The Peterloo Sam Bamford Trail celebrates this year’s theme ‘People Power‘ to mark the 200th anniversary of the Peterloo Massacre. Led by Sam Bamford expert Dave Lees.
How to get there…
Car – SATNAV – Long Street Methodist Church, Lever Street, Middleton, Manchester. M24 5UE
Access by car from outside the area is via the M60 and M62 which provide main routes from the north, south, east and west. Car parking is at the rear on Lever Street.
Bus – The No. 17 bus between Manchester and Rochdale passes adjacent along Long Street (alight at Jubilee Park/Middleton Library) and Middleton Bus Station is also within walking distance.
Train – The nearest railway station is Mills Hill, a mile and a half east of Middleton centre. It lies on the Caldervale Line between Manchester and Leeds.
Wheelchair Access – Due to substantial changes in levels across the site, wheelchair access is presently limited to around 50% of the interior and not the garden. Disabled toilets are available.
Many thanks to David Morris for leading a great visit to the former First Church of Christ Scientist last Friday evening. Also many thanks to the building’s owner Danny for allowing us to look round and for the hospitality provided. Edgar Wood’s First Church of Christ Scientist is looking splendid following recent restorations to allow it to be used for weddings and other events. As always David gave a most interesting account of how the building we see today came into being, with interesting plans and drawings taken from the archives. Pevsner said of this building that it is ‘a work unmatched for originality in the country’.
Members of the Ramsbottom History Society visited the church and school rooms this morning and after lunch in the Old Boar’s Head, were conducted on a tour of the Conservation Area and the Edgar Wood properties.
If you would like details of a visit or tour, please get in touch via the web site.
In preparation for Andy taking images of the nave of the Arts and Crafts Church, which we wanted to look in its ‘pristine’ state, the nave was emptied of cupboards and the bits and pieces that accumulate over the months. On completion of the new Edgar Wood web site, some of the images will be featured.

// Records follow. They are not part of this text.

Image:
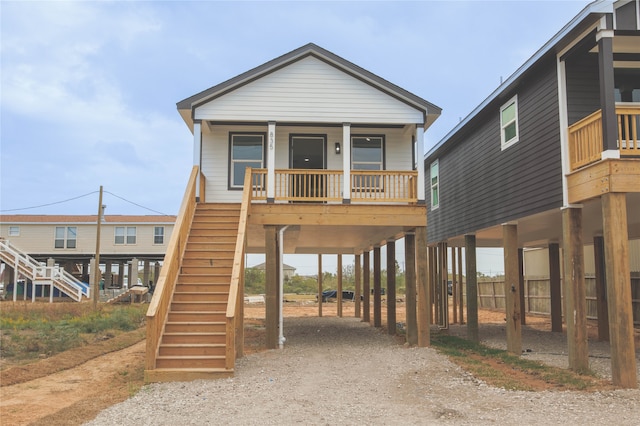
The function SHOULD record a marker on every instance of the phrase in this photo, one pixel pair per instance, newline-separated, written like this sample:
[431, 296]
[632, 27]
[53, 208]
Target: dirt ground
[81, 391]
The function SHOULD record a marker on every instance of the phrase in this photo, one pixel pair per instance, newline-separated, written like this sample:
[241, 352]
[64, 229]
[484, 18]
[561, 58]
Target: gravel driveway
[340, 371]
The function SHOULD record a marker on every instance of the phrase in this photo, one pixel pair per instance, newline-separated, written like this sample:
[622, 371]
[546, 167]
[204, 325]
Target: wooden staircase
[193, 344]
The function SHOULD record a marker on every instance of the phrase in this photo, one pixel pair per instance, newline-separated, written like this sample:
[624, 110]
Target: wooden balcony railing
[585, 136]
[367, 186]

It was a busy afternoon on Sunday, Sibby (Manchester tour guide and EWS committee member) arrived shortly before the wedding of Emma and Mathew to let her group have a ‘sneaky’ look at the Church and school rooms shortly before the wedding guests started to arrive. Peggy the dog showed an interest in the garden, but wasn’t for signing up to EWS membership. The garden and encompassing buildings provided a good back drop for the photographs. The weather was kind and the grooms men were in fine form.